39 Minute From Pyman to Watt
Minute, [Canberra], 30 January 1951
Visit to Australia by Dulles I attach a copy of a cable received this morning from the New Zealand High Commissioner's Office. It refers to the projected conversations with Dulles, mentioning incidentally that the New Zealand Embassy in Washington has reported Dulles' suggestion that there might be advantages 'in holding combined discussions with both Australia and New Zealand and has asked whether New Zealand would find it convenient to take part in talks in Australia if time did not allow him to visit both countries'. The New Zealand authorities are considering this proposal. The cable also includes details of the message from the New Zealand Embassy in Washington reporting the tentative ideas of the U.S. authorities in regard to the Pacific Pact proposal. (Most but not all of this information had been obtained from our own Embassy e.g. para 2(3) of NZ cable is an updated addition to our information). (Latest cable from Austemb Washington (I. 1205) is also attached).

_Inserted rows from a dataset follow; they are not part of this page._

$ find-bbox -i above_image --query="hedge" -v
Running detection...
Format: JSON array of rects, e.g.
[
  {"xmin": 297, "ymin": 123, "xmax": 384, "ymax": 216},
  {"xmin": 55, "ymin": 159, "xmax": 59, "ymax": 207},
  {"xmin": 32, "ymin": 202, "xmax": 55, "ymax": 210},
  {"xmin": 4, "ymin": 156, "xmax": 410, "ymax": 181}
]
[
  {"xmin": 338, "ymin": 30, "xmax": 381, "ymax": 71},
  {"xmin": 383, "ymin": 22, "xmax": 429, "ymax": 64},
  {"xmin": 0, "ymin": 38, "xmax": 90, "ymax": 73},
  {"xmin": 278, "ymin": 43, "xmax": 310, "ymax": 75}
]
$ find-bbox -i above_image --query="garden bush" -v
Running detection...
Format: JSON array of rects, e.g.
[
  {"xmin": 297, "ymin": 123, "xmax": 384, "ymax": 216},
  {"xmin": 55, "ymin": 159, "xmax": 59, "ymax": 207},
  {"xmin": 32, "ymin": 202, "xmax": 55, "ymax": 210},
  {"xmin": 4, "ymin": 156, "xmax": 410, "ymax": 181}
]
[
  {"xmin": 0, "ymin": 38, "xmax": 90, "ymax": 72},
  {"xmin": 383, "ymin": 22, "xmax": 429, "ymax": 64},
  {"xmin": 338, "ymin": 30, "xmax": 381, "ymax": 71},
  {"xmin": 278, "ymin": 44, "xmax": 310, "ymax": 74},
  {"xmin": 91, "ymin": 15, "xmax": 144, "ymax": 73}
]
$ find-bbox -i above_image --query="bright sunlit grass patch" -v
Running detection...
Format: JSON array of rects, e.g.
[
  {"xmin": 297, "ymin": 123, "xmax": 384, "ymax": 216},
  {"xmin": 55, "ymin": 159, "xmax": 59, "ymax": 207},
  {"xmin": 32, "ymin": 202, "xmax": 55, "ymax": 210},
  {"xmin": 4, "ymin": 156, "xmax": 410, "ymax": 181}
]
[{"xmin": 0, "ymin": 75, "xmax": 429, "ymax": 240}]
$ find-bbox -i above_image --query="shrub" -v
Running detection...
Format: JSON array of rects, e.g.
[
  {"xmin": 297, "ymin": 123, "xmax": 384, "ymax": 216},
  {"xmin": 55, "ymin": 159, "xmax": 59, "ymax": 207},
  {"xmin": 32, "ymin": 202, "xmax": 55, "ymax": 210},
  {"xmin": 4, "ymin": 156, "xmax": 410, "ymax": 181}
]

2. Regarding the procedure for the talks with Dulles it may be that the presence of New Zealand representatives throughout the talks with Dulles could prevent us from putting our point of view with as much force as we might do if we were talking to Dulles without them present. On the other hand the New Zealanders did not show at the London talks the same determination as Australia did in regard to the issue of Japanese re-armament nor for that matter is interest in the Japanese settlement as deep as it is in Australia, partially at least because of the fact that New Zealand troops were engaged not against the Japanese but in Europe. Joint talks with Dulles, especially if preceded by a preliminary interchange of views with the New Zealand representatives (as has been suggested by the Department of External Affairs, Wellington, in cable 27 from the Australian High Commissioner, Wellington) might give us an opportunity to draw up an agreed approach closer to our point of view. Also, if the New Zealanders actively seek combined talks it may, in view of the continued close relationship between both Governments, be difficult to resist such an arrangement without creating misunderstanding. To sum up, I would say that if Dulles himself presses for combined talks to meet his own personal wishes, it would be difficult to resist them. On the other hand, if he shows clearly that he is willing to visit Australia as well as New Zealand then, unless either we are convinced of the advantages of combined talks or New Zealand presses very strongly for them, the New Zealanders could be informed that we would welcome a preliminary exchange of views prior to Dulles' arrival, but would not propose to interfere with an arrangement whereby Dulles has separate talks with them.
3. Regarding the points of substance raised in the attached New Zealand cable, a preliminary note on the Pacific Pact was submitted to the Acting Secretary last week in an effort to assist in the process of defining exactly what we might obtain from such an arrangement. He is passing this on to you immediately.
4. Copy of a draft cable to Tokyo re Dulles discussions is attached for your consideration.